Employment data: NFP

We examine U.S. employment data, in particular, Nonfarm Payroll, which has considerable influence on the financial markets.

We focus on forecasting the monthly change in NFP using a variety of optics:

  • Baseline expectation since 1939
  • Holt-Winters method
  • Visual selection of local range
  • Regression against S&P 500

The ideal point forecast would a weighted combination of different techniques, but the standard errors are inherently very large due to survey measurement error.

Examining the NFP data, much more volatility is involved than what is commonly understood in the financial news. Secondarily, we are left to also consider the difference from "street" expectations to assess possible impact on the markets and the Fed's monetary policy.



2016-05-24  Consider SPX and lagged corporate earnings.
2015-11-12  Preliminary draft.
In [1]:
from fecon235.fecon235 import *
In [2]:
#  PREAMBLE-p6.16.0428 :: Settings and system details
from __future__ import absolute_import, print_function
pwd = system.getpwd()   # present working directory as variable.
print(" ::  $pwd:", pwd)
#  If a module is modified, automatically reload it:
%load_ext autoreload
%autoreload 2
#       Use 0 to disable this feature.

#  Notebook DISPLAY options:
#      Represent pandas DataFrames as text; not HTML representation:
import pandas as pd
pd.set_option( 'display.notebook_repr_html', False )
from IPython.display import HTML # useful for snippets
#  e.g. HTML('<iframe src=http://en.mobile.wikipedia.org/?useformat=mobile width=700 height=350></iframe>')
from IPython.display import Image 
#  e.g. Image(filename='holt-winters-equations.png', embed=True) # url= also works
from IPython.display import YouTubeVideo
#  e.g. YouTubeVideo('1j_HxD4iLn8', start='43', width=600, height=400)
from IPython.core import page
get_ipython().set_hook('show_in_pager', page.as_hook(page.display_page), 0)
#  Or equivalently in config file: "InteractiveShell.display_page = True", 
#  which will display results in secondary notebook pager frame in a cell.

#  Generate PLOTS inside notebook, "inline" generates static png:
%matplotlib inline   
#          "notebook" argument allows interactive zoom and resize.
 ::  Python 2.7.11
 ::  IPython 4.2.0
 ::  jupyter_core 4.1.0
 ::  notebook 4.1.0
 ::  matplotlib 1.5.1
 ::  numpy 1.10.4
 ::  pandas 0.18.0
 ::  pandas_datareader 0.2.1
 ::  Repository: fecon235 v4.16.0329 devNFP
 ::  Timestamp: 2016-05-25, 23:03:04 UTC
 ::  $pwd: /media/yaya/virt15h/virt/dbx/Dropbox/ipy/fecon235/nb

NFP data

Federal Reserve FRED states: "Total Nonfarm Payroll is a measure of the number of U.S. workers in the economy that excludes proprietors, private household employees, unpaid volunteers, farm employees, and the unincorporated self-employed. This measure accounts for approximately 80 percent of the workers who contribute to Gross Domestic Product (GDP)."

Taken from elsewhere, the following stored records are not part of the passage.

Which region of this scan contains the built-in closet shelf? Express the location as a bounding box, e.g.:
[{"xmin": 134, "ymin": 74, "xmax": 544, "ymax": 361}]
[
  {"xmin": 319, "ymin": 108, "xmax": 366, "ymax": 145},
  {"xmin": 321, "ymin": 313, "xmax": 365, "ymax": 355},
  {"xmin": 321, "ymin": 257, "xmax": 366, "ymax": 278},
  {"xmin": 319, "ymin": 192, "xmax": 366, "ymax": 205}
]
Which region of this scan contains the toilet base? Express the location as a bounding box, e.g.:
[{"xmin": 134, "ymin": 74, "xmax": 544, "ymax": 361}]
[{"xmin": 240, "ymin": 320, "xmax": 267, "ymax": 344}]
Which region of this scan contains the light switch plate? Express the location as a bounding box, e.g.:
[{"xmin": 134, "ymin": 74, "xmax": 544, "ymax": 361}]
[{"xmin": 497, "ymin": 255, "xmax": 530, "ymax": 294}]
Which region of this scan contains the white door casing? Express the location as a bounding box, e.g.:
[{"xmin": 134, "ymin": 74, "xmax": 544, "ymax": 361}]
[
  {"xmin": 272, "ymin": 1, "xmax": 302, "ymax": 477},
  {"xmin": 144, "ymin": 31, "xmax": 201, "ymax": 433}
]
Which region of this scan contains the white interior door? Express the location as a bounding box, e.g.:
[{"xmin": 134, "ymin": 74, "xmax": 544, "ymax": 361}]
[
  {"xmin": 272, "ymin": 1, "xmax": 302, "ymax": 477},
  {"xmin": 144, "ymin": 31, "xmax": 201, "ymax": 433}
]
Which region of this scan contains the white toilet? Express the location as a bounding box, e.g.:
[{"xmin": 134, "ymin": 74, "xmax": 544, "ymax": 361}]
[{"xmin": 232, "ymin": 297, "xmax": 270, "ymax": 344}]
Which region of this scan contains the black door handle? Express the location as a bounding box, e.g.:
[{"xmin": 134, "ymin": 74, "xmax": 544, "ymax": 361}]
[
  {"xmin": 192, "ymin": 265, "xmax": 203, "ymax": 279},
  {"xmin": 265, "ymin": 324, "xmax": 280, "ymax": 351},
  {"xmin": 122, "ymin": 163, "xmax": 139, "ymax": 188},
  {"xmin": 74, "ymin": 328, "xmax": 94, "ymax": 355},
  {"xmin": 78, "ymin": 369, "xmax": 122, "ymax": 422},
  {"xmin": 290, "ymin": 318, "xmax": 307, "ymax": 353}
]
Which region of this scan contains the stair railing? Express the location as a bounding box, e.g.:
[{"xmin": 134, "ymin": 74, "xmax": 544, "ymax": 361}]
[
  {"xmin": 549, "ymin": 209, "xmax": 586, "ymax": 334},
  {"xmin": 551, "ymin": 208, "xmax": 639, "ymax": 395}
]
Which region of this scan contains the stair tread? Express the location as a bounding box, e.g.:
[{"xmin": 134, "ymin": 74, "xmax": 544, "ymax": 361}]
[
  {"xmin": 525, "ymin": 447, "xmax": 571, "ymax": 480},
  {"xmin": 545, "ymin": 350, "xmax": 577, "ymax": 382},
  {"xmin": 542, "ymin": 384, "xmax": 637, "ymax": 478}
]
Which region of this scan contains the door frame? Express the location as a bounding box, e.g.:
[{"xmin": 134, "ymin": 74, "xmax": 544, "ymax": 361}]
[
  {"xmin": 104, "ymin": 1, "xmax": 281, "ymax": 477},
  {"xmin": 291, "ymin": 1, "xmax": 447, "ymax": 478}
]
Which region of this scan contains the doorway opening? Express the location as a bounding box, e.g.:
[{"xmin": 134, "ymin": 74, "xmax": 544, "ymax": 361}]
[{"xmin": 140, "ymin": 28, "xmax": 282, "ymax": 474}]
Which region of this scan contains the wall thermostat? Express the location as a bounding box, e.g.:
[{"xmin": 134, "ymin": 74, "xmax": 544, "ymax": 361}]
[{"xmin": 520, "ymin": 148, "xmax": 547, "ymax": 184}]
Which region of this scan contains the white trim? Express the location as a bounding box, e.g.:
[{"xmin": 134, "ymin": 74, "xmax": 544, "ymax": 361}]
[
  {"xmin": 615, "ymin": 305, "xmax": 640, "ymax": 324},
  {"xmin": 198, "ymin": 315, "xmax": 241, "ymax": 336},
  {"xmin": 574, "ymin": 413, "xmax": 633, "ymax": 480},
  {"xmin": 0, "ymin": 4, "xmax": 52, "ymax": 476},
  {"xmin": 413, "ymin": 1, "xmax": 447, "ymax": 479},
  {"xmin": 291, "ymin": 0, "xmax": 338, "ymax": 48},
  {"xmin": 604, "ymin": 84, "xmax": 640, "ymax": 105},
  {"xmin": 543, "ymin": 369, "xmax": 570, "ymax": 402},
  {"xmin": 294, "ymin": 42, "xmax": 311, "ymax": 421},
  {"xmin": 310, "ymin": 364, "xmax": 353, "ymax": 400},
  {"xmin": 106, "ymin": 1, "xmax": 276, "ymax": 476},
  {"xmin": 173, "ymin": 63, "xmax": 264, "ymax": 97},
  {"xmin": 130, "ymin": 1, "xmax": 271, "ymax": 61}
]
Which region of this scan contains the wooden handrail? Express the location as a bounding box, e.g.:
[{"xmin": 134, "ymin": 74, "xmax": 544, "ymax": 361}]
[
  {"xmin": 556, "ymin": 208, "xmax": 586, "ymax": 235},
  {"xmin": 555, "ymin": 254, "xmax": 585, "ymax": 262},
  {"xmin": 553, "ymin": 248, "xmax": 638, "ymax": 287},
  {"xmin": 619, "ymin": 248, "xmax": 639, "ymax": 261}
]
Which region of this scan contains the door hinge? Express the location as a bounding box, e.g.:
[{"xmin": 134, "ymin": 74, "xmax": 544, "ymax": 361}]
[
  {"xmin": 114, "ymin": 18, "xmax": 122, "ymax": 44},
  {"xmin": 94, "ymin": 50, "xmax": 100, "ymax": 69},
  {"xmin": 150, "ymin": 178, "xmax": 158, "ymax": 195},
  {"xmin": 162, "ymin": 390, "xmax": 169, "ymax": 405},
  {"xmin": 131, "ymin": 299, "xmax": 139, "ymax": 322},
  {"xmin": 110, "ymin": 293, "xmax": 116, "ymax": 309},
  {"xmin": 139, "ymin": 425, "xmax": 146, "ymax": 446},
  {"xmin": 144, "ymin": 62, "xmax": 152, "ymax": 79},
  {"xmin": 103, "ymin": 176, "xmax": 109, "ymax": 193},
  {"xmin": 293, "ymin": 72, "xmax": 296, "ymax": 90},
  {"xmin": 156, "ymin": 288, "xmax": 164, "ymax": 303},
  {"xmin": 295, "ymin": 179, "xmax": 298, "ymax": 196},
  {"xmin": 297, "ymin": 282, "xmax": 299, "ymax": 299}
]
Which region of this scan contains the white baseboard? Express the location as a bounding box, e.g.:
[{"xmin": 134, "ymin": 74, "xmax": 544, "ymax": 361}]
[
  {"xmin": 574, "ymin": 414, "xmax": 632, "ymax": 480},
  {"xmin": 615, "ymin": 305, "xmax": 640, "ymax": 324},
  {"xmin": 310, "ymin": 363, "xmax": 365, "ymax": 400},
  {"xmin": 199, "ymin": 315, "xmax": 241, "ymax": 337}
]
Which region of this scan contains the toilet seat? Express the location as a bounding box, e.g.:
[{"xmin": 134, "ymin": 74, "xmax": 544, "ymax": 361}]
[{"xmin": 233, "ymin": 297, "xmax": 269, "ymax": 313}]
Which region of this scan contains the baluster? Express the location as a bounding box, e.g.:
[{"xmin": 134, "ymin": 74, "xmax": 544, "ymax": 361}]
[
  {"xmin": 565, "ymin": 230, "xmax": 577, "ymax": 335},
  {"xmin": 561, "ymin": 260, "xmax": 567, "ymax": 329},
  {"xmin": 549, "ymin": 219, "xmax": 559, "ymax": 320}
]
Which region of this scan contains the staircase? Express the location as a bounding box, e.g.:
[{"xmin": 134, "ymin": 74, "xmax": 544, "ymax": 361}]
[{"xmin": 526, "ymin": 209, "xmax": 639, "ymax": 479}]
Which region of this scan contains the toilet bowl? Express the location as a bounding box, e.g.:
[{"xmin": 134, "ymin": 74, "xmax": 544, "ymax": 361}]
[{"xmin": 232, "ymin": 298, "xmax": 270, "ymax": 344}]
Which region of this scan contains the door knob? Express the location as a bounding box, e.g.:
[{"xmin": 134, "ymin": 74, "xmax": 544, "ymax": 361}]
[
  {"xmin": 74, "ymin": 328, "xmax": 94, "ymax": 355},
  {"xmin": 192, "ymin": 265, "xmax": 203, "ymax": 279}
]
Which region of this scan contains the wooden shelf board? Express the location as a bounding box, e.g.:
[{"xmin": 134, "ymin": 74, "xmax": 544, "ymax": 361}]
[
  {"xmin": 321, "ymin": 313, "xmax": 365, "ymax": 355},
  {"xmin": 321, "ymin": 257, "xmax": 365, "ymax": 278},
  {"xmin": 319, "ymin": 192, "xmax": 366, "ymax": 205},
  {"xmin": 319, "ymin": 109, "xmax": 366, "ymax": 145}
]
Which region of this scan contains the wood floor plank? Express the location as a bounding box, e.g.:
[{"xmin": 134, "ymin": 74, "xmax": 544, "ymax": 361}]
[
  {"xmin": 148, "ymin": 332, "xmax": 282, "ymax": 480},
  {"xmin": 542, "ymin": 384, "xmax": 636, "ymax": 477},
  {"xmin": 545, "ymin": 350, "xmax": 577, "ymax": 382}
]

It provides useful insights into the current economic situation because it is a good proxy for the number of jobs added or lost in an economy. Increases in employment might indicate that businesses are hiring which might also suggest that businesses are growing. Additionally, those who are newly employed have increased their personal incomes, which means (all else constant) their disposable incomes have also increased, thus fostering further economic expansion.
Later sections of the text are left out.